The story was developing, but the purpose behind this confession still defied MacDhui. When he remained silent, Hughie continued, “So then when my great-aunt Stuart came to visit and gave me a half crown, we had the money because you see I already had sixpence, and tickets were a shilling each. And so we went.”
“It was awfu’
sir,” Jamie Braid said. “I wished sair I hadna gone.”
“They beat the poor bear,” Geordie wailed, “and its nose was a’ bluggy and it lay down on the ground and cried.” The child commenced to weep in earnest until Hughie produced a pocket handkerchief, said, “Oh, come on, Geordie, be a man. It’s all over now and we’re doing something about it,” wiped the round face and got the nose blown. He turned then to the veterinary.

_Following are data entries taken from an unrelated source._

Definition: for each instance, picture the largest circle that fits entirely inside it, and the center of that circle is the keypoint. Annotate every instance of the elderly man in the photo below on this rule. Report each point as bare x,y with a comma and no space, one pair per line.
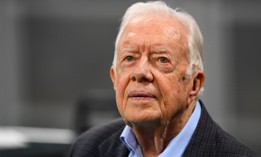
158,75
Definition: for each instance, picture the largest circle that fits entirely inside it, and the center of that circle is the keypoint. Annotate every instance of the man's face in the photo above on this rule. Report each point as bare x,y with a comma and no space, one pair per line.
150,79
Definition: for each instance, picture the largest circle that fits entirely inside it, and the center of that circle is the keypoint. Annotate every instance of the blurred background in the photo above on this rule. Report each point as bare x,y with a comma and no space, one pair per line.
55,57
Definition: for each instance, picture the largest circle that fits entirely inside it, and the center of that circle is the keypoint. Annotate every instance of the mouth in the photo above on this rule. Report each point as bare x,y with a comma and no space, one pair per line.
141,95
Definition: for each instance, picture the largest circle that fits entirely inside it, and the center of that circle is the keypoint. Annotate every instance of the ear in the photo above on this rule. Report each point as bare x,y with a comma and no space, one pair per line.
112,74
198,81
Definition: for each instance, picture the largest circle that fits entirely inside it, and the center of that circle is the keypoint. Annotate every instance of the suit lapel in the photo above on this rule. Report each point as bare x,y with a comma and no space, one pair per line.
202,142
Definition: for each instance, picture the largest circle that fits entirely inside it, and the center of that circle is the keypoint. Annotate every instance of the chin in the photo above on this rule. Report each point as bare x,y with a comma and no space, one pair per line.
142,120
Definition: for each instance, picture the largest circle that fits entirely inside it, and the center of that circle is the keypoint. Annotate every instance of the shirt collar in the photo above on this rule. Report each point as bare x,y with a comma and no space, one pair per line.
176,146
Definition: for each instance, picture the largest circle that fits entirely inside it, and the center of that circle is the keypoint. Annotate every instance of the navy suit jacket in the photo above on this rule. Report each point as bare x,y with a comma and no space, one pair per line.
208,140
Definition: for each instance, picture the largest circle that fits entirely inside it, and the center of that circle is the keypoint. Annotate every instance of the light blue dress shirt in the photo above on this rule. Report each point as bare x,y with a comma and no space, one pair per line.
177,145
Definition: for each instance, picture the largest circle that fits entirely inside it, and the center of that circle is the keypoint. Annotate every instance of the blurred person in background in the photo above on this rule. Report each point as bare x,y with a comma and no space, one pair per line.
158,75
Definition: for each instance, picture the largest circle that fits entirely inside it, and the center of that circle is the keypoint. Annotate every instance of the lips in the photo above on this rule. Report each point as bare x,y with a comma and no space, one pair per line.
141,94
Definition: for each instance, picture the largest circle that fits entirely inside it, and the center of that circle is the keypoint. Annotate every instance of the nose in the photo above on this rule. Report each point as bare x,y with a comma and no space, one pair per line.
142,72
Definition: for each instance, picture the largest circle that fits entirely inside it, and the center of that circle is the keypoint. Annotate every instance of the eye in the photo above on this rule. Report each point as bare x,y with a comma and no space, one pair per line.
129,58
163,59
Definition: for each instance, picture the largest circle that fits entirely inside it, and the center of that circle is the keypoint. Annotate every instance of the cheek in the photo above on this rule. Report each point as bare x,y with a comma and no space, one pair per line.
171,95
121,86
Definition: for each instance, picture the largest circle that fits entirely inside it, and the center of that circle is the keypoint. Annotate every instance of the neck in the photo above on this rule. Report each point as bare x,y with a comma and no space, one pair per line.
155,138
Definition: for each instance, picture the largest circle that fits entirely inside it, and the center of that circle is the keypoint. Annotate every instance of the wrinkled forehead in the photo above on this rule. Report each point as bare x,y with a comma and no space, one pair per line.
169,28
169,25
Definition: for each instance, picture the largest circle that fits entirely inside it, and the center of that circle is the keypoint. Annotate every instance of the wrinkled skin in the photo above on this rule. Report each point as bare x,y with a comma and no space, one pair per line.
153,91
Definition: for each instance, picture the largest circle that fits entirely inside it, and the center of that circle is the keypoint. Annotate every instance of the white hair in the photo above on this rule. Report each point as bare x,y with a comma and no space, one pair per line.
195,39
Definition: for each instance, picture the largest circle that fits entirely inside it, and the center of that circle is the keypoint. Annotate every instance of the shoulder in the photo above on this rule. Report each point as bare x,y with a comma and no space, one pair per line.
227,145
93,140
209,139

“That was it, sir! That’s why we’ve come to you. They were horrid cruel. They beat the bear and the horses and the dogs and monkey too. There were only a few other people there to see the performance and they weren’t from the town. Perhaps that’s what made the gypsies angry. The bear isn’t much of a bear, sir, and when it wouldn’t dance they beat it with a chain.”
MacDhui removed his pipe from his mouth. “They usually do, you know,” he said.
Hughie nodded. “I’ve heard. But that wasn’t all, sir. There were other animals in cages in the dark. They were supposed to show them to us for our shilling, but they didn’t, because they were so angry that no more than a dozen people came to see their show. But afterward we sneaked around behind in the dark and snooped. Because we had paid our shilling each, and were entitled to, weren’t we?”
MacDhui did not reply.
“We couldn’t quite see what all of them were, but some of them were lying there in the dark just moaning and whimpering. And the smell was awful.”
“I wouldna doot that yin skelpies practiced some kind of abominations upon the puir beasties,” Jamie Braid said, his long face set in folds of sadness.